程俊堯一直都覺得很蹊蹺。
爲什麼自己來D市那麼久,卻一直沒有見到陸少帆這個人。
他一直告訴自己,自己這樣改變自己的工作安排,像一個傻瓜一樣留在這裡,一定是爲了知道陸少帆的情況吧?
面前的助理點點頭。
“好的先生,我現在就讓律師去處理這些文件。”
“好,我希望在今晚就看到草擬好的合同。”
“是,先生。”
助理很快離開,只是,在他關上門的一剎那,坐在椅子上的程俊堯,卻不自覺地對着那扇深棕色的門發呆。
他忽然有些不甘心。
他想,曾經自己從陸少帆的手中拿來的伯克製藥,現在卻毫無理由的奉還,那麼是不是,這樣算是自己的一種失敗?
想着,他的拳頭便緊緊攥住。
可是現在,他的好奇心已經蓋過了他的好勝心。
所以,他真的想一探究竟。
……
第二天一早。
銀河大廈。
所有人都正襟危坐。
因爲久未出現的大股東程俊堯再次來到了這個公司。
這些年來,銀河科技的發展勢頭一直很好,每年都有大批的年輕員工招募進來。
而這些員工,即便是再優秀,也終究對八卦新聞極其熱衷。
尤其是,對於程俊堯這個頂級富豪,其中的一些真真假假抑或狗血的感情過往,他們幾乎是如數家珍。

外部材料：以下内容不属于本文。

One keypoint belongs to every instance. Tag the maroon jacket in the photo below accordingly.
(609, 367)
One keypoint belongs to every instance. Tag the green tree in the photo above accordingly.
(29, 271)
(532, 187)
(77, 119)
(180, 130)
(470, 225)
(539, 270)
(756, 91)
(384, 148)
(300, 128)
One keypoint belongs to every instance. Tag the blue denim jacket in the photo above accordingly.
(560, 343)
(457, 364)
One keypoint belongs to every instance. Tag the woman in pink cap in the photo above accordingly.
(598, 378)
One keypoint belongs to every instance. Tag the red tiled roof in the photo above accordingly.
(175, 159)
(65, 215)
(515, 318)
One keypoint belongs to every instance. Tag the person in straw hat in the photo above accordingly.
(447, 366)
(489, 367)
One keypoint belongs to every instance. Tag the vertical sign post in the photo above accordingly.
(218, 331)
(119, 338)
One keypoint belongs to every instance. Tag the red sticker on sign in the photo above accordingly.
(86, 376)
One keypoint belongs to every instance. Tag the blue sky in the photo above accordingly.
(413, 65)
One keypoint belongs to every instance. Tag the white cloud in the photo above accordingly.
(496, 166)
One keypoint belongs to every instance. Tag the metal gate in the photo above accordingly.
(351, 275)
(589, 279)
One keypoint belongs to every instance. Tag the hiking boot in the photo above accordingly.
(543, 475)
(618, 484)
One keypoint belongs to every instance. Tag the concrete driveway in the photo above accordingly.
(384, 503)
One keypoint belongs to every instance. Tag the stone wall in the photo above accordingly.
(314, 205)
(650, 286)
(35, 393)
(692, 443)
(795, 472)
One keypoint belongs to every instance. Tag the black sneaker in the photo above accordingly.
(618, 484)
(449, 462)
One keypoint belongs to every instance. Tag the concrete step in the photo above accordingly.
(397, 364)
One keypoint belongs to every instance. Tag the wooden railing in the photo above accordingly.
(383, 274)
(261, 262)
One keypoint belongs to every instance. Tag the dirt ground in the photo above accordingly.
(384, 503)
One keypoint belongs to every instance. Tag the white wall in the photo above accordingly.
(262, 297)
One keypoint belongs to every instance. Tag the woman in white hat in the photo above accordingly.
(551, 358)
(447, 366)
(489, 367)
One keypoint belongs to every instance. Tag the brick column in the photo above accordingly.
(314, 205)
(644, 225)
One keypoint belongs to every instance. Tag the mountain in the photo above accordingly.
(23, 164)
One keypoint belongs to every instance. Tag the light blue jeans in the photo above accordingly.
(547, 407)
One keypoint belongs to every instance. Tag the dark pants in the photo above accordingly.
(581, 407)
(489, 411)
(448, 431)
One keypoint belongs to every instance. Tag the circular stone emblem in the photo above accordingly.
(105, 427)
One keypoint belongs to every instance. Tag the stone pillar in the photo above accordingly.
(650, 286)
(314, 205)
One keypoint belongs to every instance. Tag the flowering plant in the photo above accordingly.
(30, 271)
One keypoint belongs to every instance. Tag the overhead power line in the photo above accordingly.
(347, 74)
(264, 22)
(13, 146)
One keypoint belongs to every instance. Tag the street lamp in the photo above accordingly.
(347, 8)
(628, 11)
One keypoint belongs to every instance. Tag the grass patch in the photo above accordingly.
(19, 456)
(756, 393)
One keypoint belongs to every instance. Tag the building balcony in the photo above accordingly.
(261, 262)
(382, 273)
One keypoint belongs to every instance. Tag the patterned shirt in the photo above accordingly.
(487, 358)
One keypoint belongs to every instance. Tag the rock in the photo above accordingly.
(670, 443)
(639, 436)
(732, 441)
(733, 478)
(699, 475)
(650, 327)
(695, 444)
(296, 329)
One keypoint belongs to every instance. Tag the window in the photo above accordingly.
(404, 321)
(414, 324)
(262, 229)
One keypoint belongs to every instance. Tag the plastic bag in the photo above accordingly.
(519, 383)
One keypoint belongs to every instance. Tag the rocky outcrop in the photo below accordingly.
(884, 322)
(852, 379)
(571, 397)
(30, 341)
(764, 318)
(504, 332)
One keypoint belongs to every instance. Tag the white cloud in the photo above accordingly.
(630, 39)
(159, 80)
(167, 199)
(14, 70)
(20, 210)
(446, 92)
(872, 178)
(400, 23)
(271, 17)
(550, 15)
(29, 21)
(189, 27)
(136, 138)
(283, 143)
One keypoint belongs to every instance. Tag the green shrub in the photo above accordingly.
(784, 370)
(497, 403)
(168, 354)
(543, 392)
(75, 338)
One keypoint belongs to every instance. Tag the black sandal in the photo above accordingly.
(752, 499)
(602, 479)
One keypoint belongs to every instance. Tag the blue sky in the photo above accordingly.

所以,好奇心越是在自己的心頭攢動,人就會變得更加小心翼翼。
這一天,頂層高管的秘書們便成了公司裡的香餑餑,幾乎所有人都想透過秘書知道,現在的程俊堯變成了什麼樣子,有沒有緋聞女友出現。
秘書們私下裡說,程俊堯的樣貌幾乎沒有變化,但是卻越來越有味道。
在很多小女生看來,這種散發着中年成熟氣息,又是世界頂級富豪的單身男人,幾乎是她們的夢想。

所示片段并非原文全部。